The farm was constructed in the 1970s during Communist rule at Lety, a village south of Prague which was the site of a Nazi-era concentration camp where hundreds of people in the Roma and Sinti minorities died in 1942 and 1943. Human rights activists at home and abroad denounced its existence and the center-left government of Prime Minister Bohuslav Sobotka to promise to find a solution before the end of his term this month.
The state bought the farm from the Agpi agricultural firm for 450 million koruna (18 million euros, $21 million) and will pay an additional 120 million koruna to clean the site. The contract still needs to be approved at a general meeting of the firm, which is slated for December 4.

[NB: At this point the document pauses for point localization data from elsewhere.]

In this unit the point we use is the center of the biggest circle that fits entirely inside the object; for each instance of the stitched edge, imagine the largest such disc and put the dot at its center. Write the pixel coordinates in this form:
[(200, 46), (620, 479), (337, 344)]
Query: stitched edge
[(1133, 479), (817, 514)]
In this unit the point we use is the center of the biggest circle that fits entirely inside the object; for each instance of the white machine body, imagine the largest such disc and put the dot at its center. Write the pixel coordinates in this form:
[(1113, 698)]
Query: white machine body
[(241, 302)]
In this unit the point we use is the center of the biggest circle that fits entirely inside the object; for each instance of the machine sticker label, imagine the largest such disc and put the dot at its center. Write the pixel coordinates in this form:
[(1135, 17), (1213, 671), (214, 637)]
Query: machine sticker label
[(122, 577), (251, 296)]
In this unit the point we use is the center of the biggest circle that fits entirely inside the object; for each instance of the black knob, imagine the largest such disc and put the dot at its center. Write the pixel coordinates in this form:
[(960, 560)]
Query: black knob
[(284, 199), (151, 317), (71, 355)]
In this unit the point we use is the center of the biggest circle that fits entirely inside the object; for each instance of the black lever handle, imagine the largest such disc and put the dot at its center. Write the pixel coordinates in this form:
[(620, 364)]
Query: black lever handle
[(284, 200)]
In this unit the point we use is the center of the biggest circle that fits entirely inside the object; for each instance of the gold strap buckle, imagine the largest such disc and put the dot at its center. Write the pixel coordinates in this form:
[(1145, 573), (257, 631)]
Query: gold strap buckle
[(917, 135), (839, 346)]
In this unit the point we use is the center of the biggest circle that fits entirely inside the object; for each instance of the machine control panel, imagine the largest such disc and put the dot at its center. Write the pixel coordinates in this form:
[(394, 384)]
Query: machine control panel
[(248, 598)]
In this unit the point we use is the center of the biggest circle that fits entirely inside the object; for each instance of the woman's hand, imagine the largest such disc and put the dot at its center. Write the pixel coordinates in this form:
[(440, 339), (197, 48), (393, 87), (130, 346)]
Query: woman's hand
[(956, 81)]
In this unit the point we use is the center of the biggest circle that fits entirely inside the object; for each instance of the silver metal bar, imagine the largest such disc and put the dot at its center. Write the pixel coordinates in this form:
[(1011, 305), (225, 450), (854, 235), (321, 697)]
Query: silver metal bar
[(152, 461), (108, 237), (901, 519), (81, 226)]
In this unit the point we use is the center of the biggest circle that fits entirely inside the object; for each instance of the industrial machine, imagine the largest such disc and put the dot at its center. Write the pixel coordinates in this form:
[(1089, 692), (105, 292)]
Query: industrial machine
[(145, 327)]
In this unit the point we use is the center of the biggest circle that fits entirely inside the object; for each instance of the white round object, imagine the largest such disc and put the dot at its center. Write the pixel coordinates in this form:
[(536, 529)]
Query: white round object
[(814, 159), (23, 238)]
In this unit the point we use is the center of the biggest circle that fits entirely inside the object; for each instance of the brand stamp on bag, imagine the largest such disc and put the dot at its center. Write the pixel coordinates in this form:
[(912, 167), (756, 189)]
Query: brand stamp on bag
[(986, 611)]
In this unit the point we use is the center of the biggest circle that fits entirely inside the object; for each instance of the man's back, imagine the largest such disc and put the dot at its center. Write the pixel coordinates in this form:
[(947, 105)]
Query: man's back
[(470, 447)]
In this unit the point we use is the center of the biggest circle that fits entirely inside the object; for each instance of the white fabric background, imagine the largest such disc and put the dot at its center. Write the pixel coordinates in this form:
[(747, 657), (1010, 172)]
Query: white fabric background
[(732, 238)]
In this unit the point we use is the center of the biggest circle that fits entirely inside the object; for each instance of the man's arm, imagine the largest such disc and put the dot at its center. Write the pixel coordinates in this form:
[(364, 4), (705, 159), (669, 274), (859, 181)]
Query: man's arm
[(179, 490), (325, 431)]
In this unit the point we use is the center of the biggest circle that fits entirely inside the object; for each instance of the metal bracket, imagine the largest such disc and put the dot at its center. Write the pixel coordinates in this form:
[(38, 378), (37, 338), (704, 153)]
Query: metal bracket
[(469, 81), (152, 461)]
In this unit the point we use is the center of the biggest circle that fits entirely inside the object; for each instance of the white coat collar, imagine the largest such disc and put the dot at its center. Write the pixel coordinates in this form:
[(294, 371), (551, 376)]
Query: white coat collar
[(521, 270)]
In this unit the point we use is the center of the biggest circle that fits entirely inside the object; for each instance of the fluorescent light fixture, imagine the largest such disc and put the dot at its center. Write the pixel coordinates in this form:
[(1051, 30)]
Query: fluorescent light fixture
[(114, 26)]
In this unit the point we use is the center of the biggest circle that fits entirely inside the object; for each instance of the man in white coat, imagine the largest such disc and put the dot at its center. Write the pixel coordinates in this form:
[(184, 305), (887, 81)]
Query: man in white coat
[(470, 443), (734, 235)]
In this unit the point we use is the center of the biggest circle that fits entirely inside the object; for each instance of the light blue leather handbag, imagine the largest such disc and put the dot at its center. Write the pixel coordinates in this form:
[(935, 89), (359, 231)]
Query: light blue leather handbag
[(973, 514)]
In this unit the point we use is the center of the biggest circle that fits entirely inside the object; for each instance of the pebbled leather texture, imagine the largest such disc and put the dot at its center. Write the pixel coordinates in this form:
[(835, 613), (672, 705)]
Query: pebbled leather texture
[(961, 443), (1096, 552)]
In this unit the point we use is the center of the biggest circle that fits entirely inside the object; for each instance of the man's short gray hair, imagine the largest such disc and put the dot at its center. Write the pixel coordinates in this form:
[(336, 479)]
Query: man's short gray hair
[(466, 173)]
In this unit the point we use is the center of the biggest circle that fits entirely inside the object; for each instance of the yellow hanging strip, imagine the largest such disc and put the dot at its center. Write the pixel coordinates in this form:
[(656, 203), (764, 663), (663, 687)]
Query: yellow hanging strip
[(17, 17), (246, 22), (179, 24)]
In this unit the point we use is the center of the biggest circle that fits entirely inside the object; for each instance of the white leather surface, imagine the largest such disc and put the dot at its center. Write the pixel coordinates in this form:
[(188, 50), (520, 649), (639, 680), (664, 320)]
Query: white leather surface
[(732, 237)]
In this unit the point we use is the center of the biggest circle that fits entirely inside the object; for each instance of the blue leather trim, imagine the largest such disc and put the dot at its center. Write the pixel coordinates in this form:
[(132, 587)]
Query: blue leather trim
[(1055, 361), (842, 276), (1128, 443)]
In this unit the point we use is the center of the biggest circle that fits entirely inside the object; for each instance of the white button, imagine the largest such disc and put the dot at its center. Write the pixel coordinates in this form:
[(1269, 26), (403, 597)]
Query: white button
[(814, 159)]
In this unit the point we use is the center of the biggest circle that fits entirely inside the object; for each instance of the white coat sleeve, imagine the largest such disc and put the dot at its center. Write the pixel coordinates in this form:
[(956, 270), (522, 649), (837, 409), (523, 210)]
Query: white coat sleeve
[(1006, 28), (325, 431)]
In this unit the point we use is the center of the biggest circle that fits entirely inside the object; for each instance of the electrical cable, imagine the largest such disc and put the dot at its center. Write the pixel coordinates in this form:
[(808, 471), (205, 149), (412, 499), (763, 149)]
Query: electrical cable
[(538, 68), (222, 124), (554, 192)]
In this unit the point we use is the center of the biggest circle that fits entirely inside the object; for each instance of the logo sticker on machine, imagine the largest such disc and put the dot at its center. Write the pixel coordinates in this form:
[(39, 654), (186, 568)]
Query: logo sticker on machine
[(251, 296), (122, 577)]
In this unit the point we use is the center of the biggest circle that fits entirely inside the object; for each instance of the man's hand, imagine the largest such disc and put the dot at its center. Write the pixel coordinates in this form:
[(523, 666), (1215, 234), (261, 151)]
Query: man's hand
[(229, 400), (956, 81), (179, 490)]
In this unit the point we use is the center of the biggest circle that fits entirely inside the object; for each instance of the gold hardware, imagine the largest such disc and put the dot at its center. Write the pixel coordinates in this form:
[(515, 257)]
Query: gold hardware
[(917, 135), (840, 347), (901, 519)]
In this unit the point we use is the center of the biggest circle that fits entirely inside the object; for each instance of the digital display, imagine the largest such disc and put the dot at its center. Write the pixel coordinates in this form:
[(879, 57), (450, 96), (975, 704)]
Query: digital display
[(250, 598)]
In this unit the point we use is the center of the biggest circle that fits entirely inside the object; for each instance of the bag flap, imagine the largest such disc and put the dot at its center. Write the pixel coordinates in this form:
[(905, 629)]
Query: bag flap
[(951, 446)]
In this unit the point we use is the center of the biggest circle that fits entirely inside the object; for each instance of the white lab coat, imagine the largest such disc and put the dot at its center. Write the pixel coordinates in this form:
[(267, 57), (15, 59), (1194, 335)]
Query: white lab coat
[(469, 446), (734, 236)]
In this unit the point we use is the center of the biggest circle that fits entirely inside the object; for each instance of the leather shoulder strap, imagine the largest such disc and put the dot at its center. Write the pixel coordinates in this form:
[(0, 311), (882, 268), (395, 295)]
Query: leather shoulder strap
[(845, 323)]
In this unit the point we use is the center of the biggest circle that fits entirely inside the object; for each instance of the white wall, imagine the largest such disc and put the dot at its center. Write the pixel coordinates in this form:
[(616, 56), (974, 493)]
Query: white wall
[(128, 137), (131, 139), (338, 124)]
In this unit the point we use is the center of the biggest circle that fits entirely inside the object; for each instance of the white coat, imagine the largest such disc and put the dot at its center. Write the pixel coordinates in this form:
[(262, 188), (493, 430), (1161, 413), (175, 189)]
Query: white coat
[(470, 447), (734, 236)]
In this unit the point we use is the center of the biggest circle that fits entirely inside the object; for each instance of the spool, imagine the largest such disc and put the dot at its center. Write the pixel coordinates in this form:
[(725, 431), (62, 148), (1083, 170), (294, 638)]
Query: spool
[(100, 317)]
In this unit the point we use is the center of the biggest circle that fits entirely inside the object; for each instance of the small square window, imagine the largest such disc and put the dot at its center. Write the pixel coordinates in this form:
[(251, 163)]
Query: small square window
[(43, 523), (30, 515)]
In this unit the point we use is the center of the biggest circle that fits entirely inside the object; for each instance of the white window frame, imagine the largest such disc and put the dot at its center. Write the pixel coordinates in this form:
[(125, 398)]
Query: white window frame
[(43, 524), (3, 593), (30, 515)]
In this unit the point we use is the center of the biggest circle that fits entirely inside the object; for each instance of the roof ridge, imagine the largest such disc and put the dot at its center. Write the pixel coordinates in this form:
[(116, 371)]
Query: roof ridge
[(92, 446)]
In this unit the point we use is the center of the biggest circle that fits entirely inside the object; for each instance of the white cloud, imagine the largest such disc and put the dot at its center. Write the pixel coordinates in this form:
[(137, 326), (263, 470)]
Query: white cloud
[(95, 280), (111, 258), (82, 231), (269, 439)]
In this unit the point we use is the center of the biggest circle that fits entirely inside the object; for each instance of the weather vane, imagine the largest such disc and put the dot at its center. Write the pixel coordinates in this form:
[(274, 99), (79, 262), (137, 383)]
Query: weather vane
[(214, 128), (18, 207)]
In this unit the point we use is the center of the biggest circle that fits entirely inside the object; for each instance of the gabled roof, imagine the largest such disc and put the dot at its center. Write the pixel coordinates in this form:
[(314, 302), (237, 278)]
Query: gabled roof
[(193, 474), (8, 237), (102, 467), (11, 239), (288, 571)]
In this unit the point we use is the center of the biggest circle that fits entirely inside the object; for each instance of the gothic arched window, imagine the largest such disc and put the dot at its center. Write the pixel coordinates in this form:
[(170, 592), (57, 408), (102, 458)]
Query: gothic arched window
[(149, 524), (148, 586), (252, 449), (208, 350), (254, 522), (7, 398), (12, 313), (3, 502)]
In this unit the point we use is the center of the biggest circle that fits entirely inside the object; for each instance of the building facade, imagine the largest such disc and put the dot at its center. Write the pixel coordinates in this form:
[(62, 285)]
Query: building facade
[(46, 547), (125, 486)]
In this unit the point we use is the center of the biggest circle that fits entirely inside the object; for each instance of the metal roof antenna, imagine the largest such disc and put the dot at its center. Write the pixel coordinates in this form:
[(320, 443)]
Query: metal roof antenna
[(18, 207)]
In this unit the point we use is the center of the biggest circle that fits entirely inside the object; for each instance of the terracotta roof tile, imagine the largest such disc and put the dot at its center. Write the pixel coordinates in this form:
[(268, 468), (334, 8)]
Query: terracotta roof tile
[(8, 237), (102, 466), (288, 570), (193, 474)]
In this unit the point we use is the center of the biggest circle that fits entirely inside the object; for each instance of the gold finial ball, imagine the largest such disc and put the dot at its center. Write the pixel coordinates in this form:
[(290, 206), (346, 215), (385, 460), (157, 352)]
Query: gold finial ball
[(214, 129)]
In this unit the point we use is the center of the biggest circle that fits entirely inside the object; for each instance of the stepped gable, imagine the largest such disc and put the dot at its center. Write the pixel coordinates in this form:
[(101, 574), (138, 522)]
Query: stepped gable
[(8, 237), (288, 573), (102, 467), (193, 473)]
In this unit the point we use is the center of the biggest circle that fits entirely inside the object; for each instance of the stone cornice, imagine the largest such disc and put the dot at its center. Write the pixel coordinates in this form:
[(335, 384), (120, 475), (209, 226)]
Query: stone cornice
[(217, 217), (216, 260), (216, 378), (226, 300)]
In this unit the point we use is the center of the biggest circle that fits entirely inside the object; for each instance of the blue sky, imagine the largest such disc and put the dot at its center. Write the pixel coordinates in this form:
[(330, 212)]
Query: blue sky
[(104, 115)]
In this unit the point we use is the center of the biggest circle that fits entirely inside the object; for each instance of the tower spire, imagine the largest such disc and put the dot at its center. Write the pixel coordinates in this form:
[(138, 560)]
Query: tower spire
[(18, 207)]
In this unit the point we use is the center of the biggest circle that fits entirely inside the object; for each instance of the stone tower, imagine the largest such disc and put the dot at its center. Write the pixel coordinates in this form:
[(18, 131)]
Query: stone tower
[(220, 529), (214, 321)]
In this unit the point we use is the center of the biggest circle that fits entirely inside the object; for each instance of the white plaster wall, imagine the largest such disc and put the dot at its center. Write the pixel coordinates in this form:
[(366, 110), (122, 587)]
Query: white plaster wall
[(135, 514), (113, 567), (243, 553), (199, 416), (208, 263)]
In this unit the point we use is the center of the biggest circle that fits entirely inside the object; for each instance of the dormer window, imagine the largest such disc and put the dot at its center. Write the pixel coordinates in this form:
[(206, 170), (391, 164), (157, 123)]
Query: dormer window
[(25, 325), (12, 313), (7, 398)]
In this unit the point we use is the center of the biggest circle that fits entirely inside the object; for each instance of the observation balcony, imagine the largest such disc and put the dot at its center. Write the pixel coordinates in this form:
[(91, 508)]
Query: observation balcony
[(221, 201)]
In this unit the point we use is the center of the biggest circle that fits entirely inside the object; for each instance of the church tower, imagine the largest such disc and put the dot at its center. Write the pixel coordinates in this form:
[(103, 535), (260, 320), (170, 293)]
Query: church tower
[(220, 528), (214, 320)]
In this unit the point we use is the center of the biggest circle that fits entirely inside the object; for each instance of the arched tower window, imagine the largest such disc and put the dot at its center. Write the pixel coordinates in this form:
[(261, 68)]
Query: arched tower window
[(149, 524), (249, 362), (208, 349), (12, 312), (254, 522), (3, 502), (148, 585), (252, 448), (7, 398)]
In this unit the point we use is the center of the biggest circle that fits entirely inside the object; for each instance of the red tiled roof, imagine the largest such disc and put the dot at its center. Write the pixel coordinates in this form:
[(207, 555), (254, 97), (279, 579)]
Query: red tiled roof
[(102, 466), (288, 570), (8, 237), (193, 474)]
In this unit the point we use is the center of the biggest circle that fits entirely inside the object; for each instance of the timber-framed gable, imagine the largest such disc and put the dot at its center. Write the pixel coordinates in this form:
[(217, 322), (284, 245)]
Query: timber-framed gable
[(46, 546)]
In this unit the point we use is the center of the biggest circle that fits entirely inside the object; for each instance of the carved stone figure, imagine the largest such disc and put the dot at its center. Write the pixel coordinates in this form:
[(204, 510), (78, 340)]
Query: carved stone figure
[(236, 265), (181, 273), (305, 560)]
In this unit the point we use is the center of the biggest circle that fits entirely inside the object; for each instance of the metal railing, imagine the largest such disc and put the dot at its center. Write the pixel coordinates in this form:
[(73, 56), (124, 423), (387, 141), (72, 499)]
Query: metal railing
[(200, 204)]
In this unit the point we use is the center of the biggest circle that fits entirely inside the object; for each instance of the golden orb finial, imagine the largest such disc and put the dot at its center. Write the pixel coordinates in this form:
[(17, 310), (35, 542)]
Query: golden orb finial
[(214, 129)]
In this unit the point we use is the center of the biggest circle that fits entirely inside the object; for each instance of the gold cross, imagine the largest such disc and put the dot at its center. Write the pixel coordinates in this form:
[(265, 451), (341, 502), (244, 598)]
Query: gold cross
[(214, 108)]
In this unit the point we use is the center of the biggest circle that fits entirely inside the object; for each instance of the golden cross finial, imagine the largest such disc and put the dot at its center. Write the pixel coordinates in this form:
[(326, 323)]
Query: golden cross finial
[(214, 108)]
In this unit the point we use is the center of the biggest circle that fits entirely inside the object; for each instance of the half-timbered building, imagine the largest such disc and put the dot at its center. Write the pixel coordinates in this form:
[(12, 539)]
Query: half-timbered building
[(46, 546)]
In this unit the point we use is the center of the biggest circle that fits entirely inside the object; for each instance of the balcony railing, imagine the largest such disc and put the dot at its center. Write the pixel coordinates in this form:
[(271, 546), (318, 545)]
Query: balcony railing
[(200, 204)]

Another signatory to the agreement was Jana Horvathova, who heads the Museum of Romani Culture in the eastern city of Brno that will revamp the site after the pig farm is dismantled. The European Grassroots Antiracist Movement (EGAM) welcomed the move calling it a “historic day for the Roma”.
“Now the challenge will be to transform the site from a dishonorable place to one with dignity,” EGAM president Benjamin Abtan said in a statement. About 1,300 Roma were interned at Lety from August 1942 to May 1943, and around 330, including at least 241 children, died there after a typhus outbreak.
Many inmates were later transferred to the Auschwitz-Birkenau complex where more than a million people are estimated to have been killed. Under the Nazis, around 90 percent of Czech Roma were exterminated.